Voilà le petit souci, mon enrouleur de génois a un point dur à chaque tour. Je crois que j’ai toujours eu ce problème mais on a toujours l’impression que c’est trop dur ces bêtes là sur tous les voiliers, mais voilà le phénomène a augmenté et j’ai voulu voir se qu’il y avait.

 

J’ai enlevé le génois puis le tambour pour y voir plus clair, je ne vois rien d’anormal. j’ai nettoyé les roulements puis je les ai graissés mais ça n’a rien changé.

J’ai fini par faire venir un professionnel mais c’était plus un mécanicien moteur qu’un gréeur, il n’a pas compris d’où venait le problème, il est reparti puis le lendemain il m’a envoyé ce mail:

Buenos días, anoche he estado investigando el manual, la causa del fallo, y según el manual,puede ser el cable, destensado del estail, o suciedad de sal en los rodamientos, pero también indica que no se desmonte, ya que es,muy complicado volver a montar, debe de hacerlo un servicio, oficial furnell, con lo cual,nosotros, no podemos hacer el trabajo,por el desconocimiento, de dicho enrollador, y asi poder agravar el problema, aun más,lo sentimos,pero nosotros, no podemos reparle, el enrollador.

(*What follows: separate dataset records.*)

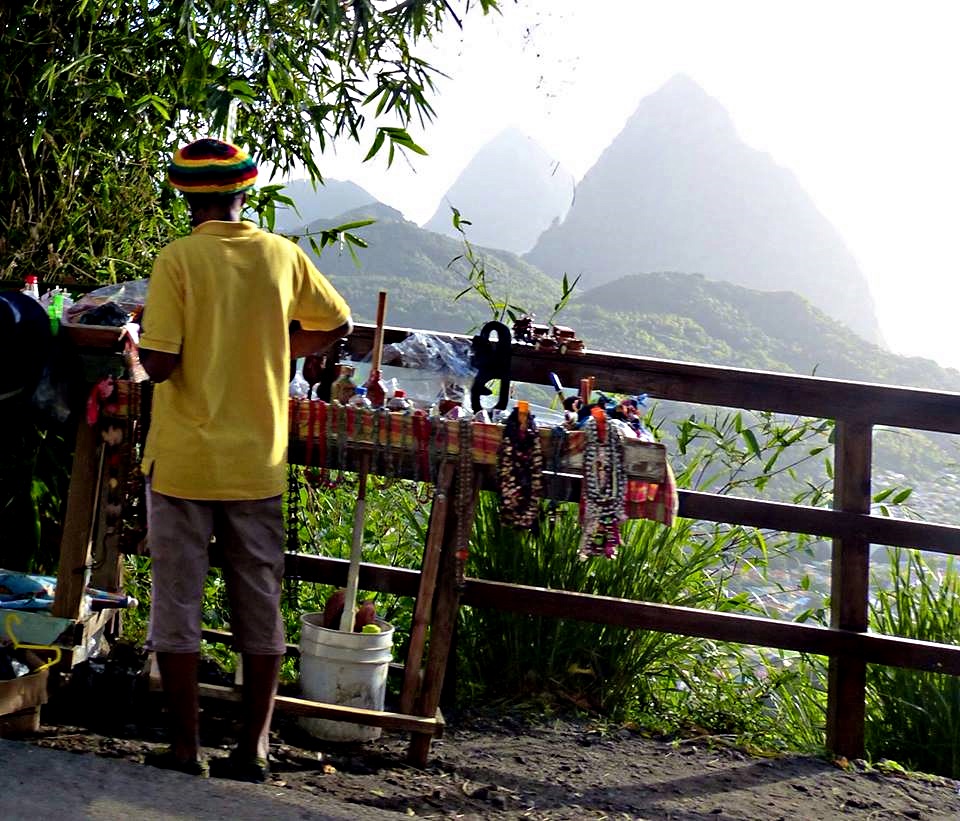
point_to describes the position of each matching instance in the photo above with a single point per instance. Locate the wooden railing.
(856, 409)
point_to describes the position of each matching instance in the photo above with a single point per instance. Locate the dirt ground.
(502, 766)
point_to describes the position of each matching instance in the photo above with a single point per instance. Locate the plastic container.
(359, 398)
(343, 387)
(299, 387)
(31, 287)
(347, 669)
(399, 401)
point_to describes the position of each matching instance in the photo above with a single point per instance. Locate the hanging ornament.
(603, 490)
(520, 470)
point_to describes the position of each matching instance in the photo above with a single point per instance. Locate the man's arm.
(304, 343)
(157, 364)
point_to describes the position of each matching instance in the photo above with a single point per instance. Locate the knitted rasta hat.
(211, 166)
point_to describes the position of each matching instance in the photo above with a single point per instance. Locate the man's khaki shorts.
(249, 536)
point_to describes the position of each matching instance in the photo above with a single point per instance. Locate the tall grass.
(610, 669)
(914, 717)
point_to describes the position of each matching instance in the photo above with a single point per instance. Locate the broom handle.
(356, 550)
(378, 333)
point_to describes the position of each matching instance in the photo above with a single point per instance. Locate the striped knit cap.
(211, 166)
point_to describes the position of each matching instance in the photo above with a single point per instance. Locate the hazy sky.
(859, 98)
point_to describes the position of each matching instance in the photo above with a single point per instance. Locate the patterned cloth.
(211, 166)
(651, 487)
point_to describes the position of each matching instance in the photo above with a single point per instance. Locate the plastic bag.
(426, 352)
(111, 305)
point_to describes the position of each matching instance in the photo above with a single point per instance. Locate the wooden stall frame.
(857, 408)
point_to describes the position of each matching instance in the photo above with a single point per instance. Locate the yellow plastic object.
(15, 618)
(523, 409)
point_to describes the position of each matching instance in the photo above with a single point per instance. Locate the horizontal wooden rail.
(817, 521)
(319, 709)
(812, 396)
(663, 618)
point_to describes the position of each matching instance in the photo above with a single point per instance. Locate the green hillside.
(667, 315)
(422, 273)
(688, 317)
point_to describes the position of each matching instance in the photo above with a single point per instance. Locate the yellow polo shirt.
(223, 298)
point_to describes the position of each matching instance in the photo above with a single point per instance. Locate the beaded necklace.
(464, 499)
(520, 472)
(604, 486)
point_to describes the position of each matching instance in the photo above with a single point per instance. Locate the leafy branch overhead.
(96, 93)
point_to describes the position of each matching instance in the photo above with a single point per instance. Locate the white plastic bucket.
(348, 669)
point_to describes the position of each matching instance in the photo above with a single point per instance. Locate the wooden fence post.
(849, 589)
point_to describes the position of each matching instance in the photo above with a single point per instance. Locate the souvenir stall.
(461, 439)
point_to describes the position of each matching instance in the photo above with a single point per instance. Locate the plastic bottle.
(399, 401)
(359, 398)
(343, 387)
(299, 387)
(31, 287)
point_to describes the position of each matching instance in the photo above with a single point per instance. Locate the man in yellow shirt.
(216, 340)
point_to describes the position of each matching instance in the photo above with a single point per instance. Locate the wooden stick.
(377, 354)
(428, 580)
(356, 550)
(376, 389)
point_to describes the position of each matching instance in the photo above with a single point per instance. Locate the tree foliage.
(95, 93)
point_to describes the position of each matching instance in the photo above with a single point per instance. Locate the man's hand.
(304, 343)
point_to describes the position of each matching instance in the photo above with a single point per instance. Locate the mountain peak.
(678, 190)
(510, 191)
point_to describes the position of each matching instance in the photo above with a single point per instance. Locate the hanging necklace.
(464, 499)
(520, 472)
(604, 485)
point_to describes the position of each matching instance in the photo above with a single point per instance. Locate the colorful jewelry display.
(464, 498)
(520, 472)
(603, 489)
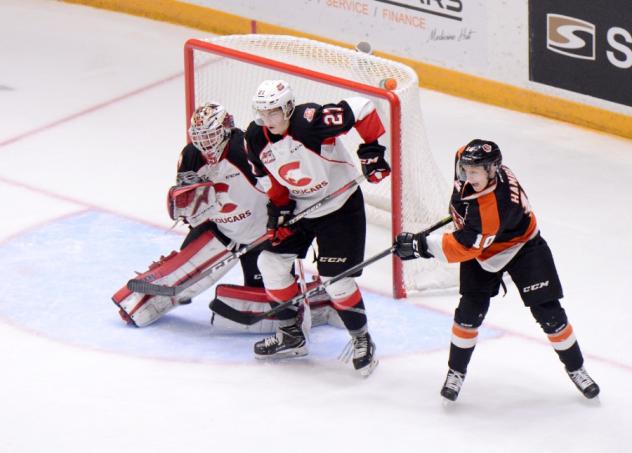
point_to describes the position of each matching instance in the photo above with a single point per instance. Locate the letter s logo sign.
(570, 36)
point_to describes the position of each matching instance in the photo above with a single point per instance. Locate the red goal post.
(227, 69)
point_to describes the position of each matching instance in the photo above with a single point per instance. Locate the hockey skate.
(362, 348)
(584, 382)
(289, 341)
(452, 385)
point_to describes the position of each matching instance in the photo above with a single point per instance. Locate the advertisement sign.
(583, 46)
(445, 32)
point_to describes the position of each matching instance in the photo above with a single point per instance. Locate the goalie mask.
(210, 130)
(480, 153)
(273, 94)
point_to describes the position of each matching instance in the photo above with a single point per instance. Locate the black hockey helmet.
(483, 153)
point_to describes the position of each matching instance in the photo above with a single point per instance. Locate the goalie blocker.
(197, 256)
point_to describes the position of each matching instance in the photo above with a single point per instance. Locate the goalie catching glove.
(374, 166)
(194, 203)
(409, 246)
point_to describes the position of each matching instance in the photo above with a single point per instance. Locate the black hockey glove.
(277, 216)
(374, 166)
(409, 246)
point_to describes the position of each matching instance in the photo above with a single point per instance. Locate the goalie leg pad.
(197, 256)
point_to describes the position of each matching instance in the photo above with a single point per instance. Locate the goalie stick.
(254, 318)
(146, 287)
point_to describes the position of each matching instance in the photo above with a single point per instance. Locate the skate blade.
(300, 352)
(367, 370)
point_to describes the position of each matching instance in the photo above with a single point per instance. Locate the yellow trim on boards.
(431, 77)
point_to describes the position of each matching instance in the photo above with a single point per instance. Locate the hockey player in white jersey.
(296, 148)
(218, 196)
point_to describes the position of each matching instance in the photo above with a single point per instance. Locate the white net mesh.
(424, 192)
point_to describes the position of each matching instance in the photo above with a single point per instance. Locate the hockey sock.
(461, 347)
(567, 348)
(353, 317)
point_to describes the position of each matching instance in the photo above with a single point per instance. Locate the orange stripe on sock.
(463, 332)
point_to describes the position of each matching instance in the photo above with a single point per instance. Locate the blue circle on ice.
(58, 280)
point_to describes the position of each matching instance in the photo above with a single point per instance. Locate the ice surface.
(92, 122)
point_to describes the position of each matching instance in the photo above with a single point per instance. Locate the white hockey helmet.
(210, 130)
(273, 94)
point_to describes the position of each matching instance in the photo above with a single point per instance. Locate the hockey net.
(228, 69)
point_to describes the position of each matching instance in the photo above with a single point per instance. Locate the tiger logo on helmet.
(210, 130)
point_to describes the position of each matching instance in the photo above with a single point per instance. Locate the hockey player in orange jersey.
(496, 232)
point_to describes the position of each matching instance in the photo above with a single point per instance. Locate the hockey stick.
(293, 302)
(146, 287)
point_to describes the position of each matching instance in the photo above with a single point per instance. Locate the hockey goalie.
(217, 195)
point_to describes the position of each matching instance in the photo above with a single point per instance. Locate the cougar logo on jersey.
(308, 190)
(223, 199)
(292, 174)
(267, 157)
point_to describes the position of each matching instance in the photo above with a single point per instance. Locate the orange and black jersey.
(491, 225)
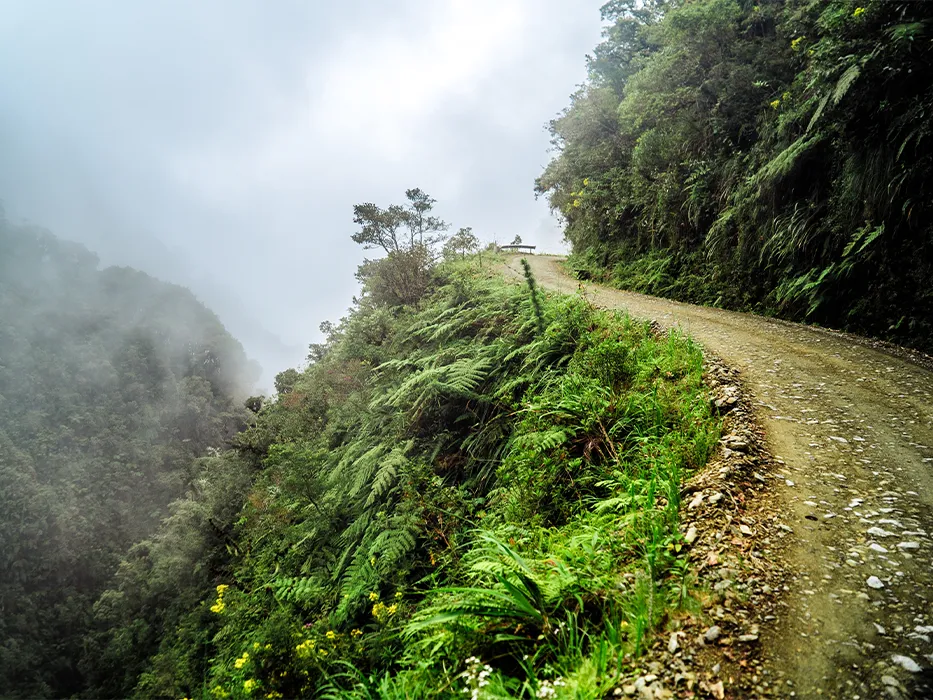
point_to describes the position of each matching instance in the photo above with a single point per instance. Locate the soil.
(827, 528)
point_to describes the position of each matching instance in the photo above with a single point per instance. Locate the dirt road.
(854, 428)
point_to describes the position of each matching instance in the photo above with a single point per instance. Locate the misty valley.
(524, 459)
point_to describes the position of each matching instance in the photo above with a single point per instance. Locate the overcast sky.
(222, 144)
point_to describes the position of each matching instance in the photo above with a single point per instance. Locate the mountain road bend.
(853, 425)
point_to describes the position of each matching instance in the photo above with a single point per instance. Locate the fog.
(222, 145)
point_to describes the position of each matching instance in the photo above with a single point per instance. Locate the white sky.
(222, 144)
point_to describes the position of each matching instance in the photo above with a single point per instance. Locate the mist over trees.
(772, 155)
(111, 383)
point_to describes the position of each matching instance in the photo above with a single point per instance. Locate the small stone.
(879, 532)
(906, 663)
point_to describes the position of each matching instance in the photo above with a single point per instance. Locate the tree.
(381, 228)
(409, 235)
(461, 243)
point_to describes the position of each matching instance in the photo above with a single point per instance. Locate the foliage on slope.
(773, 155)
(491, 476)
(110, 383)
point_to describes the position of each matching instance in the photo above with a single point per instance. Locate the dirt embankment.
(850, 430)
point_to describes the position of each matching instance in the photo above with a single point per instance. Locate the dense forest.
(772, 155)
(111, 383)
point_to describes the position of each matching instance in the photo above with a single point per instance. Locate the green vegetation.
(773, 155)
(476, 492)
(472, 488)
(111, 383)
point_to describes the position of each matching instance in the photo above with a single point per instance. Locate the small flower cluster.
(548, 689)
(305, 648)
(218, 607)
(476, 677)
(383, 612)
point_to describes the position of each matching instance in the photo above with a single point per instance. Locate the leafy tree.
(461, 244)
(772, 156)
(409, 235)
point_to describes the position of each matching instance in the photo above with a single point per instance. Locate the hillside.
(111, 383)
(489, 473)
(773, 156)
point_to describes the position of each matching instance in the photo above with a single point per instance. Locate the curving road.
(854, 427)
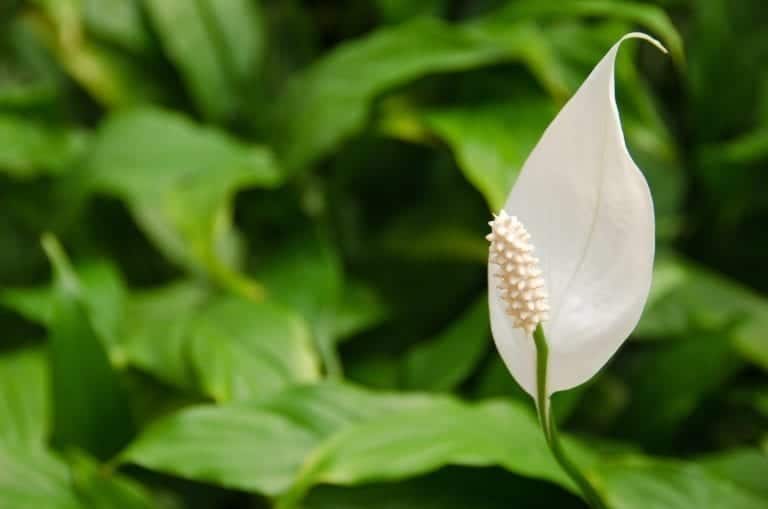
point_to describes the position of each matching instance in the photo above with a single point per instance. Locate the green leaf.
(98, 488)
(24, 405)
(449, 488)
(306, 275)
(155, 330)
(662, 395)
(651, 16)
(686, 296)
(329, 101)
(87, 396)
(29, 149)
(111, 77)
(119, 22)
(491, 142)
(661, 484)
(225, 347)
(242, 448)
(214, 44)
(747, 468)
(360, 309)
(398, 445)
(33, 480)
(241, 350)
(445, 361)
(178, 178)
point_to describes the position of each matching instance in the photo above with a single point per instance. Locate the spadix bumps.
(587, 209)
(519, 277)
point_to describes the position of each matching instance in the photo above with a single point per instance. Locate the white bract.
(577, 253)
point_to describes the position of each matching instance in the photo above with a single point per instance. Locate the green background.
(243, 266)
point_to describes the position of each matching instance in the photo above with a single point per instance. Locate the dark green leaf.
(445, 361)
(34, 480)
(214, 44)
(241, 448)
(329, 101)
(656, 484)
(29, 148)
(99, 488)
(24, 412)
(179, 178)
(87, 396)
(241, 349)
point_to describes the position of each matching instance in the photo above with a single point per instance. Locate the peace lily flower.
(571, 252)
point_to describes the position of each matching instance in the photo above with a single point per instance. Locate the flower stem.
(548, 425)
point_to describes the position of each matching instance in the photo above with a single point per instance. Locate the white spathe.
(589, 213)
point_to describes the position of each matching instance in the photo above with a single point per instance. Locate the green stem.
(549, 426)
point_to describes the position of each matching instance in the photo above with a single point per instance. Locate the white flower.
(583, 207)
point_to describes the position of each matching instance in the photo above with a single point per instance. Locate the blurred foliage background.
(243, 262)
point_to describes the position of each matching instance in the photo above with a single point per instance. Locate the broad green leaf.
(215, 44)
(34, 480)
(178, 178)
(650, 16)
(662, 395)
(398, 11)
(225, 347)
(492, 141)
(440, 364)
(155, 330)
(686, 296)
(329, 101)
(86, 392)
(111, 77)
(98, 488)
(747, 468)
(24, 405)
(241, 349)
(117, 21)
(398, 445)
(449, 488)
(327, 407)
(360, 308)
(29, 148)
(242, 448)
(661, 484)
(306, 275)
(103, 292)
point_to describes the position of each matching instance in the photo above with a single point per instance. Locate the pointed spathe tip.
(641, 35)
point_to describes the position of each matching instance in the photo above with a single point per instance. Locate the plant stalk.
(548, 425)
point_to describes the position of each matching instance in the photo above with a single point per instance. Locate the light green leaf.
(651, 16)
(34, 480)
(686, 296)
(402, 444)
(440, 364)
(225, 347)
(178, 178)
(214, 44)
(155, 330)
(29, 149)
(747, 468)
(306, 275)
(241, 448)
(111, 77)
(98, 488)
(117, 21)
(491, 142)
(658, 484)
(86, 393)
(24, 412)
(241, 350)
(329, 101)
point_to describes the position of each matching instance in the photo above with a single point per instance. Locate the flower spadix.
(573, 247)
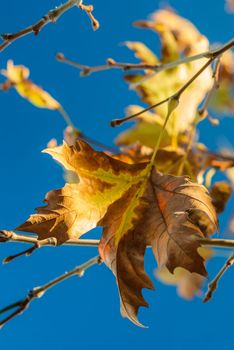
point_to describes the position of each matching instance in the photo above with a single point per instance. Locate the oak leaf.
(18, 77)
(136, 206)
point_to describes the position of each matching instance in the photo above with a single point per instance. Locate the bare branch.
(203, 111)
(38, 292)
(10, 236)
(51, 17)
(214, 284)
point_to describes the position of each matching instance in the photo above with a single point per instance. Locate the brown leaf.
(220, 194)
(188, 284)
(137, 206)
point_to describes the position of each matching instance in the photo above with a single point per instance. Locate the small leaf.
(18, 77)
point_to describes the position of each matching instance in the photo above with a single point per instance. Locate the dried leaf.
(179, 38)
(142, 52)
(137, 206)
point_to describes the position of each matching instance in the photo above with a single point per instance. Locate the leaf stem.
(51, 17)
(214, 284)
(212, 55)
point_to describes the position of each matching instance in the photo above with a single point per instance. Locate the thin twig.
(10, 236)
(51, 17)
(38, 292)
(214, 284)
(176, 96)
(110, 64)
(125, 66)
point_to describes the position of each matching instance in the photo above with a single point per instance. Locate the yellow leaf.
(136, 206)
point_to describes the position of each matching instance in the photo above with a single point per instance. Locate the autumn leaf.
(78, 207)
(223, 98)
(188, 284)
(18, 77)
(142, 52)
(179, 39)
(137, 206)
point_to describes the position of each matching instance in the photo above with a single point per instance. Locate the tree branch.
(51, 17)
(38, 292)
(176, 96)
(10, 236)
(214, 284)
(157, 68)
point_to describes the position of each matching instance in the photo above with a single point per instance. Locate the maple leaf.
(188, 284)
(18, 77)
(179, 38)
(136, 206)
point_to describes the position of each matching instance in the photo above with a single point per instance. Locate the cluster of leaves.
(144, 196)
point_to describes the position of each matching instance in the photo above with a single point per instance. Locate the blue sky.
(84, 313)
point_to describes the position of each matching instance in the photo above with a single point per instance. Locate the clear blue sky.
(84, 313)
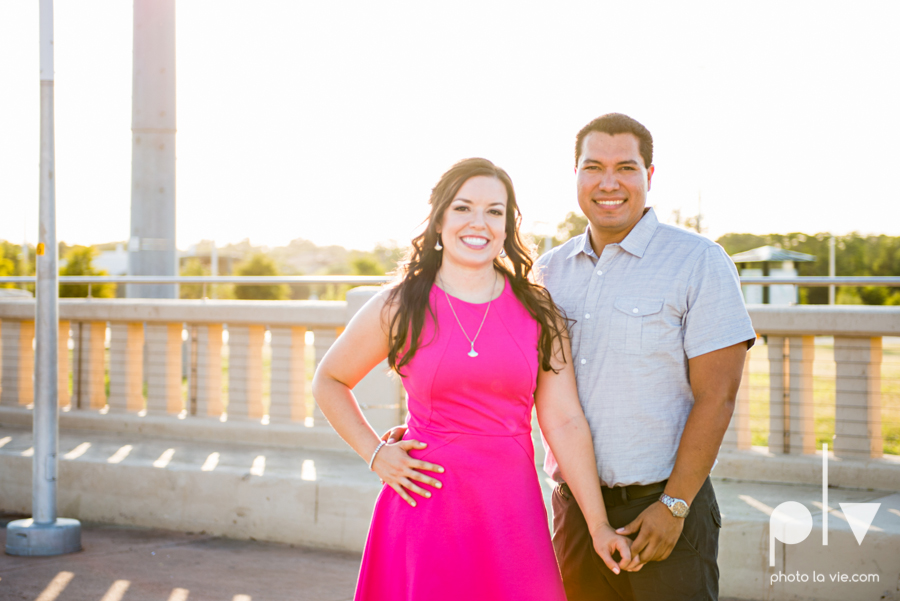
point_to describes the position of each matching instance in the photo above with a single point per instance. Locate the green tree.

J’ai besoin de votre aide quelqu’un a t-il une idée? Je peux naviguer comme ça mais comme je dois partir pour Rabat au Maroc dans 2 à 3 semaines j’aurais préféré améliorer ce point avant. De plus pour démonter d’avantage c’est compliqué, il faut sécuriser le mat puis désaccoupler l’ensemble  enrouleur et je n’ai jamais fait ça. Alors toutes les idées sont les bienvenues. Je vous tiendrai au courant.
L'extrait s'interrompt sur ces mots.